How VirusKiller Came To Be

I was introduced to the owners of Radic8 by a friend who owns a home in Tahoe Donner,” John Doolan shared, who is charged with boosting the manufacturing capability of Radic8 to help the company expand. “Radic8 was interested in growing the North America market, but needed increased manufacturing capacity to meet the demand, but didn’t have the expertise in-house. In a previous life I was responsible for developing and managing various consumer electronics supply chains, so I was brought on to develop Radic8 NA manufacturing operations.”

During the 2003 SARS outbreak in South Korea, prominent researchers from the Korean Aerospace University and Sungkyunkwan University joined with other engineers to “create a technology that could effectively eradicate airborne viruses and other pathogens from indoor air environments,” according to the company’s website. By 2004, South Korean company INBair, established by senior engineer Ken Lee, developed the VirusKiller technology that destroys the widest range of airborne pollutants, including viruses, bacteria, and VOCs (volatile organic compounds).

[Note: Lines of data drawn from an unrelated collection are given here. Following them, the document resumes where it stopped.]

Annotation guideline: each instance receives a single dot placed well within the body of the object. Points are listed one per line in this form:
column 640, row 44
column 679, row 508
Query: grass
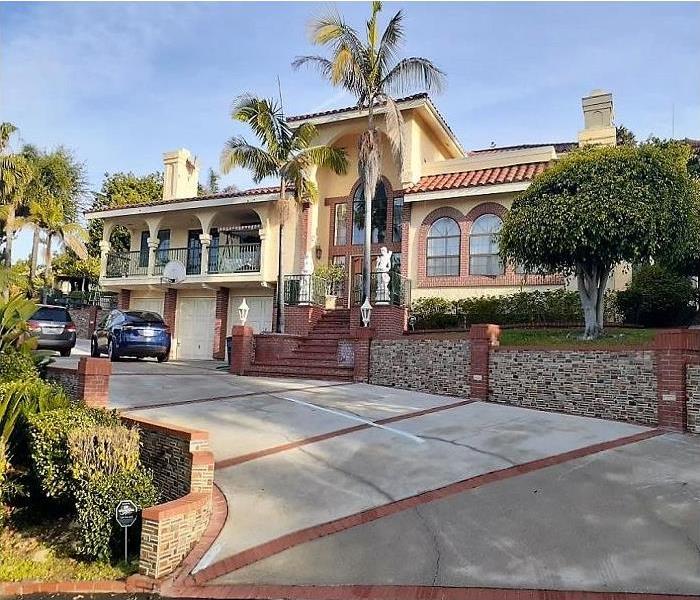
column 613, row 336
column 41, row 548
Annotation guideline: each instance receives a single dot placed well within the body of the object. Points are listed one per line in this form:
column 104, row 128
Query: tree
column 122, row 189
column 56, row 175
column 369, row 70
column 601, row 206
column 285, row 154
column 15, row 173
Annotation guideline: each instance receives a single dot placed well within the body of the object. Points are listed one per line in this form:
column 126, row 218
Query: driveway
column 333, row 484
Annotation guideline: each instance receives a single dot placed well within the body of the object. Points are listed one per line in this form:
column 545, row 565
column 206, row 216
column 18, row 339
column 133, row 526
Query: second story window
column 442, row 252
column 484, row 258
column 378, row 215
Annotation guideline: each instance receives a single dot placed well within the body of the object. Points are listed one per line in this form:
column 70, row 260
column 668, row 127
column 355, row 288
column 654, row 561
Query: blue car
column 135, row 333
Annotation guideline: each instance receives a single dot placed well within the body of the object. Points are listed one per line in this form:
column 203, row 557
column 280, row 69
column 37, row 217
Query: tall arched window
column 442, row 253
column 483, row 246
column 378, row 215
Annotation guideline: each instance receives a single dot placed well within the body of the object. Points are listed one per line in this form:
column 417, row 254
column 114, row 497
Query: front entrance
column 194, row 328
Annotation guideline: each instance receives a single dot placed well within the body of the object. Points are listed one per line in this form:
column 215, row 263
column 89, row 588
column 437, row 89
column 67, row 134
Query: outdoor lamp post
column 243, row 312
column 366, row 312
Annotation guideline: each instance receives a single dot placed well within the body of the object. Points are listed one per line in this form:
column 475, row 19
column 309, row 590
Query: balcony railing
column 241, row 258
column 395, row 290
column 304, row 289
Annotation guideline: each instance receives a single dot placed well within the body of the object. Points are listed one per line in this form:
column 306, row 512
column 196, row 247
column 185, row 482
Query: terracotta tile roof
column 337, row 111
column 238, row 194
column 470, row 179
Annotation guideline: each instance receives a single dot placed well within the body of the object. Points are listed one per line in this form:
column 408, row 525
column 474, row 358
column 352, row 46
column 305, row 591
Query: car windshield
column 139, row 317
column 52, row 313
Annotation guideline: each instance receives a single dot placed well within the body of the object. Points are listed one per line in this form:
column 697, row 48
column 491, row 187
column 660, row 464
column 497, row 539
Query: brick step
column 308, row 372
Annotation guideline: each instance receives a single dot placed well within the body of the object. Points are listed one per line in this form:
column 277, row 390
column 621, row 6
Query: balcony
column 238, row 258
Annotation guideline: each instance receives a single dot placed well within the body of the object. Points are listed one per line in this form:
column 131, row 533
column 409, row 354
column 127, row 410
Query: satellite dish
column 174, row 271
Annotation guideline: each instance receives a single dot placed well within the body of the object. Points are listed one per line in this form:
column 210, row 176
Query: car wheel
column 112, row 352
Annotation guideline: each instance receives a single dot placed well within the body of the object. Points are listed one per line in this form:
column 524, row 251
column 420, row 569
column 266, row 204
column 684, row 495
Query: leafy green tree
column 15, row 173
column 598, row 207
column 285, row 154
column 369, row 70
column 122, row 189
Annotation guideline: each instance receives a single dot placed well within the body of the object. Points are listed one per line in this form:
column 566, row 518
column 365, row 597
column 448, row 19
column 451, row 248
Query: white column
column 205, row 240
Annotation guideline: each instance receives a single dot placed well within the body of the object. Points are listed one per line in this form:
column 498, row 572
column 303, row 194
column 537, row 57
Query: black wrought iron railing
column 127, row 264
column 237, row 258
column 304, row 289
column 385, row 288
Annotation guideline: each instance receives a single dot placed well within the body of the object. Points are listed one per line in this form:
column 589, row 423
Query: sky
column 121, row 83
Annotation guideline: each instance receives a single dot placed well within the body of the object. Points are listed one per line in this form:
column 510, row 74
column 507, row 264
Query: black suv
column 53, row 328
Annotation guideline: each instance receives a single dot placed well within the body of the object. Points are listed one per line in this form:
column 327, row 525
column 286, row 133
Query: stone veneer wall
column 428, row 365
column 617, row 385
column 183, row 470
column 692, row 374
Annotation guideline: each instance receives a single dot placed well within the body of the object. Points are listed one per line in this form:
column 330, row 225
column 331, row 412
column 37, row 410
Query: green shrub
column 107, row 450
column 48, row 439
column 656, row 297
column 96, row 500
column 15, row 364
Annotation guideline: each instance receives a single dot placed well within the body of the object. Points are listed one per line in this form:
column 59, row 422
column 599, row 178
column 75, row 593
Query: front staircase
column 316, row 356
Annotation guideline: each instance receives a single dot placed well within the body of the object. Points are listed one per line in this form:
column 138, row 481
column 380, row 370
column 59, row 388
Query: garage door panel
column 195, row 328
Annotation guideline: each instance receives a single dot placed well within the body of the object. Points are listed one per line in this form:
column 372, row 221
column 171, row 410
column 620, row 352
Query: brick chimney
column 181, row 175
column 598, row 115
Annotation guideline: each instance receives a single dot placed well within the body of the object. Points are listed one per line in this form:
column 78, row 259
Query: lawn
column 42, row 549
column 613, row 336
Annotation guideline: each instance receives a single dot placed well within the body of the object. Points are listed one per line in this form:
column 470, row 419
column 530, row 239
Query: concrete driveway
column 332, row 484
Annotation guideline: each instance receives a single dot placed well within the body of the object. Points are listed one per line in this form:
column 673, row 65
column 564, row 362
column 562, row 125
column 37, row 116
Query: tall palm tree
column 48, row 215
column 15, row 172
column 286, row 154
column 370, row 71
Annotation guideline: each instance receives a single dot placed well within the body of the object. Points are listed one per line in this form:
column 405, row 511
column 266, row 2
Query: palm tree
column 285, row 154
column 15, row 173
column 369, row 70
column 48, row 215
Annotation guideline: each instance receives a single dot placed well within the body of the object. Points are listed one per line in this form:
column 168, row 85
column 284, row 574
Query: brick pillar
column 674, row 349
column 220, row 324
column 93, row 381
column 363, row 340
column 123, row 299
column 481, row 338
column 241, row 349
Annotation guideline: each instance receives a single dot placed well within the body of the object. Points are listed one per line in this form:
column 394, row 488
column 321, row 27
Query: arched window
column 378, row 215
column 483, row 246
column 442, row 253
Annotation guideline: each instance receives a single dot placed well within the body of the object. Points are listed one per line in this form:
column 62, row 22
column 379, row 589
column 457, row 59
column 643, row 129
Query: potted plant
column 333, row 276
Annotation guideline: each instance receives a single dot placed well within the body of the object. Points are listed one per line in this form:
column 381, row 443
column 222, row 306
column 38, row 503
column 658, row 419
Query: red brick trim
column 237, row 460
column 273, row 547
column 465, row 279
column 407, row 592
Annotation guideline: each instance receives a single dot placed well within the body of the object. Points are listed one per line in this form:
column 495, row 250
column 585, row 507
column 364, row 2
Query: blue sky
column 120, row 83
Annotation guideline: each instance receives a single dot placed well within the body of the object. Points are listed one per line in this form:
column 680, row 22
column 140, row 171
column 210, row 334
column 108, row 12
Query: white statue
column 383, row 267
column 306, row 272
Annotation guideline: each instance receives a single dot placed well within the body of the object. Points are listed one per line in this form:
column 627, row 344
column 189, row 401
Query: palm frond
column 239, row 153
column 411, row 74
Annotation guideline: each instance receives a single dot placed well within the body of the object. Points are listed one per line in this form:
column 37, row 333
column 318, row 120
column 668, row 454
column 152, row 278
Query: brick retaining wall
column 436, row 366
column 611, row 385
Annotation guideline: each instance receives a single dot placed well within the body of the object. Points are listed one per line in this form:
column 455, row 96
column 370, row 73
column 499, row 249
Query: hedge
column 48, row 439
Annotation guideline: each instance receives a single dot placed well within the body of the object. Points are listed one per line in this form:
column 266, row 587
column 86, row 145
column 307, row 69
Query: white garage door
column 194, row 328
column 150, row 304
column 259, row 313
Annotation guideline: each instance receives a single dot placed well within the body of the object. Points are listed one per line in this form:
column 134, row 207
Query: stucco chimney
column 181, row 175
column 598, row 115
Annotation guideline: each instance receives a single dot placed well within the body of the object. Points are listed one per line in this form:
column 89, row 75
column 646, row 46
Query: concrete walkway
column 333, row 484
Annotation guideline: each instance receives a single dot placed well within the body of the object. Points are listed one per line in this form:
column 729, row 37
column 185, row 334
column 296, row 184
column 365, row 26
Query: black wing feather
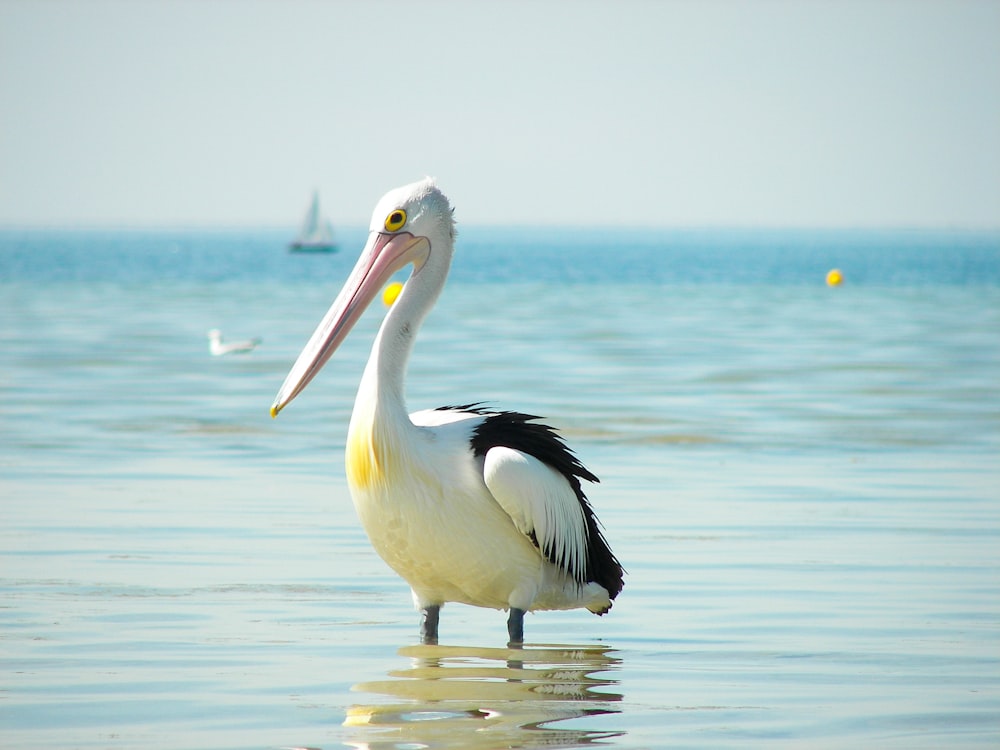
column 511, row 429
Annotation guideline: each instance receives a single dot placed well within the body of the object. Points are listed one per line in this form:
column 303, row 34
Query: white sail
column 316, row 233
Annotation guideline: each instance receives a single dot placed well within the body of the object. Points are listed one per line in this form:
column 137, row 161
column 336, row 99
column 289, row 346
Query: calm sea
column 803, row 483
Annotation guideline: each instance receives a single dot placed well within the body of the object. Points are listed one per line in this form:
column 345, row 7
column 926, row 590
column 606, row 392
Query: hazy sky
column 590, row 113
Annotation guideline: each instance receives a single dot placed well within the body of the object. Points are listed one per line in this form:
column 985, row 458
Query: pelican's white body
column 431, row 516
column 489, row 526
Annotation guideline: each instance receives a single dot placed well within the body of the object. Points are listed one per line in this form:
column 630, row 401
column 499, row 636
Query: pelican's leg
column 515, row 627
column 428, row 623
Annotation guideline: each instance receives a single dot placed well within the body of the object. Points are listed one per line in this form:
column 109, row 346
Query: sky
column 674, row 114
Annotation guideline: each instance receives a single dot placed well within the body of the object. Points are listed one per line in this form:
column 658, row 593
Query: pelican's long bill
column 384, row 254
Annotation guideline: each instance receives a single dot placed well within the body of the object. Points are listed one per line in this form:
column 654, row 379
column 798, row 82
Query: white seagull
column 465, row 503
column 218, row 347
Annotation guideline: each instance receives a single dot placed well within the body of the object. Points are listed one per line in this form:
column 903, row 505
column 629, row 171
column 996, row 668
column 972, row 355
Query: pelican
column 466, row 504
column 217, row 347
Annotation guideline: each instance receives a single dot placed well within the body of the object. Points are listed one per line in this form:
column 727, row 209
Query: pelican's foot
column 428, row 624
column 515, row 627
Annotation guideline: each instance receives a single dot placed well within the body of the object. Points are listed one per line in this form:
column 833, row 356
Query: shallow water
column 802, row 483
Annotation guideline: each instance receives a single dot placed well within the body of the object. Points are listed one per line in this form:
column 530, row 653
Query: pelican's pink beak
column 384, row 254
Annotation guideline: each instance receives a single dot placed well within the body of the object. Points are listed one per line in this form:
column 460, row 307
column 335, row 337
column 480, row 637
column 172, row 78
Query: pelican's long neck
column 380, row 421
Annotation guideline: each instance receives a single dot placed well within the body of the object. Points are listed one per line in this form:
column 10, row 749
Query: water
column 802, row 482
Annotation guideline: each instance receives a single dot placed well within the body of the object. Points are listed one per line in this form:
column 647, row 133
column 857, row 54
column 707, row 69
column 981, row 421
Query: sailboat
column 316, row 234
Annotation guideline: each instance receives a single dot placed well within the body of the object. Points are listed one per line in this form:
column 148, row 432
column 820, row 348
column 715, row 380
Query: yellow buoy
column 391, row 292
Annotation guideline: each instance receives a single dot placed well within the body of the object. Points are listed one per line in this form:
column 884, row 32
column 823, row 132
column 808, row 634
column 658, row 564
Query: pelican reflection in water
column 467, row 697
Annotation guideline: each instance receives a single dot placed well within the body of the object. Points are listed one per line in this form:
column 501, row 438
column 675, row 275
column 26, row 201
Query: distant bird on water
column 218, row 347
column 467, row 504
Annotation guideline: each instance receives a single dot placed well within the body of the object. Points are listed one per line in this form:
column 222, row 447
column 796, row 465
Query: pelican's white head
column 419, row 208
column 411, row 225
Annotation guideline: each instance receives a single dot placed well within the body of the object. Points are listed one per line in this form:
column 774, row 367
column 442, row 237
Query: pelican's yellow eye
column 395, row 221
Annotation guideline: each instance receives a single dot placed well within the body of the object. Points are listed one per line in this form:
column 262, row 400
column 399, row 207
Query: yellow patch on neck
column 363, row 460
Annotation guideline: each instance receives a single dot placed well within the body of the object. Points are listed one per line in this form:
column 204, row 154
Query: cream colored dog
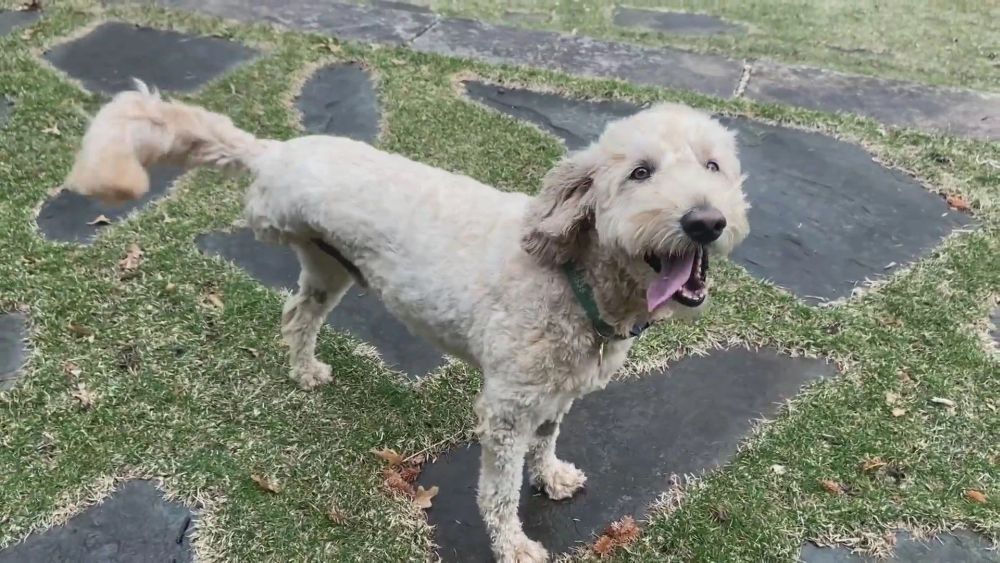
column 541, row 293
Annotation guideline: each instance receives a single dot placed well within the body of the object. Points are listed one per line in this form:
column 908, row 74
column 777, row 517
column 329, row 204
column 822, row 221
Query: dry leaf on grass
column 422, row 498
column 72, row 370
column 957, row 202
column 389, row 455
column 872, row 464
column 100, row 220
column 975, row 496
column 80, row 330
column 395, row 482
column 336, row 515
column 266, row 483
column 832, row 486
column 84, row 396
column 214, row 300
column 132, row 259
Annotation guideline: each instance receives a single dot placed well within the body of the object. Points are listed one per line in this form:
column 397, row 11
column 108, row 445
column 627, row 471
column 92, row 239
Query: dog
column 543, row 294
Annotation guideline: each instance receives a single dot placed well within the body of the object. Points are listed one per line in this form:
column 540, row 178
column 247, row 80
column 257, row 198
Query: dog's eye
column 640, row 173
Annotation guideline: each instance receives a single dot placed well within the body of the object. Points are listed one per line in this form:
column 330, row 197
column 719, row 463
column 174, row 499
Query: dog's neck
column 620, row 298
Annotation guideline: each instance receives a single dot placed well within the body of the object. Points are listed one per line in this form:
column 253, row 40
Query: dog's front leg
column 504, row 433
column 559, row 479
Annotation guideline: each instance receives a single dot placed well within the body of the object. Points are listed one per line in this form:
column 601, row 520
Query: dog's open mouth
column 681, row 278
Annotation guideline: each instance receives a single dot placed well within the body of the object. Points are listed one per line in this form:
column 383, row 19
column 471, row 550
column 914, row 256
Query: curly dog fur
column 476, row 271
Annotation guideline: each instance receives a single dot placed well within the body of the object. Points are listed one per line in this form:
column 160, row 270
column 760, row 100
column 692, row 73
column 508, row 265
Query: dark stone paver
column 134, row 524
column 65, row 216
column 392, row 5
column 629, row 439
column 960, row 112
column 707, row 74
column 371, row 24
column 824, row 215
column 106, row 59
column 359, row 313
column 960, row 546
column 12, row 20
column 13, row 348
column 681, row 23
column 340, row 100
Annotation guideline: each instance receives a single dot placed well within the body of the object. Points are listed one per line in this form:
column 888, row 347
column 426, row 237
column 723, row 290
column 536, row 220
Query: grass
column 947, row 43
column 197, row 396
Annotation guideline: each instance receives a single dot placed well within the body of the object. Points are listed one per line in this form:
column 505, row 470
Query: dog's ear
column 560, row 212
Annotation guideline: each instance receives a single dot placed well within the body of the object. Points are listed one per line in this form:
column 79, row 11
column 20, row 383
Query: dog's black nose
column 703, row 224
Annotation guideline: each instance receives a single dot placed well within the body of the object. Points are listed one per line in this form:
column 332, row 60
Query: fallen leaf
column 975, row 496
column 604, row 546
column 72, row 370
column 81, row 330
column 100, row 220
column 84, row 396
column 389, row 455
column 214, row 300
column 266, row 483
column 623, row 531
column 409, row 473
column 132, row 259
column 395, row 482
column 957, row 202
column 872, row 464
column 832, row 486
column 422, row 498
column 336, row 515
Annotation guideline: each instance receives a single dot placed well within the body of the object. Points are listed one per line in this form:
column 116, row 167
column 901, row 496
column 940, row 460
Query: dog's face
column 662, row 189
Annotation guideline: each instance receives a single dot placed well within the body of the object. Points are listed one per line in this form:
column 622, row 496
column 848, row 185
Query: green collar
column 585, row 296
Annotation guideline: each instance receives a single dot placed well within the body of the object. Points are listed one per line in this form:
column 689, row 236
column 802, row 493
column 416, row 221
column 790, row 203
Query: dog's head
column 660, row 190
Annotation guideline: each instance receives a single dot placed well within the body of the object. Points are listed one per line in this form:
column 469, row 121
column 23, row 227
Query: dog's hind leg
column 559, row 479
column 504, row 434
column 323, row 281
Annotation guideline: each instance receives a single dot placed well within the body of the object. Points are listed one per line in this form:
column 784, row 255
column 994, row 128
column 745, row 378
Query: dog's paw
column 561, row 480
column 312, row 374
column 521, row 549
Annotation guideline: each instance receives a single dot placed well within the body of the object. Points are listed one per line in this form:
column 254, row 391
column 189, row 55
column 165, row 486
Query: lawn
column 150, row 376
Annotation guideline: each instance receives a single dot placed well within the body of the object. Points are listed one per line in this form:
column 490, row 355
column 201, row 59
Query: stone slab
column 340, row 100
column 708, row 74
column 904, row 104
column 960, row 546
column 134, row 524
column 106, row 59
column 12, row 20
column 13, row 348
column 64, row 218
column 370, row 24
column 676, row 23
column 359, row 313
column 824, row 215
column 629, row 439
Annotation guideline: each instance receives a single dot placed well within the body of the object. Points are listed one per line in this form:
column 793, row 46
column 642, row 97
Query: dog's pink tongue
column 672, row 276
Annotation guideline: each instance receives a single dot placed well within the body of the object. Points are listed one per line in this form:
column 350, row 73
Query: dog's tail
column 138, row 129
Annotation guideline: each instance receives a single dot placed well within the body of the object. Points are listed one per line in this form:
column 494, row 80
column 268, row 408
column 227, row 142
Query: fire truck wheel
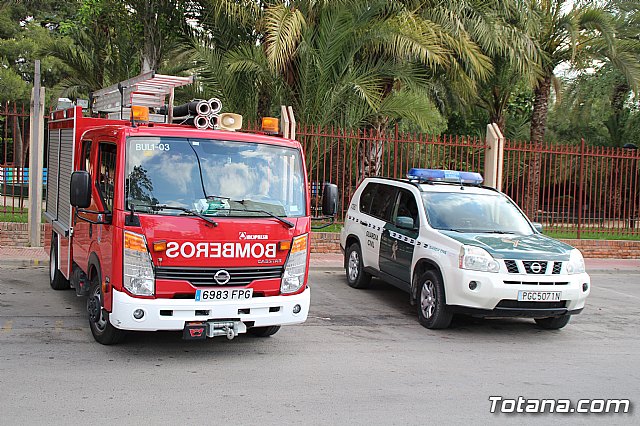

The company continued to grow, receiving development grants from the South Korean government, its technology being the only one to meet the government’s specifications for lung examination rooms, the website notes. VirusKiller has been installed in more than 370,000 locations throughout South Korea, including hospitals, schools, and government buildings, in addition to other public places like museums, restaurants, nursing homes, and libraries.

In 2017, when his own father was diagnosed with chronic obstructive pulmonary disease (COPD), British innovator Richard Greenwood began to research different methods of indoor air purification. He discovered that while numerous companies were making “ambitious claims” about their products, they did not have the research and results to back up those statements. Until he found VirusKiller. That same year, Greenwood met with INBair founder Lee and Steve Kwon, who served as chief technological officer of LG Electronics for three decades, and whom Lee had brought on as a strategic technical advisor and director. Their meeting led to Radic8, a partnership between INBair and Greenwood that sought to take VirusKiller’s technology global.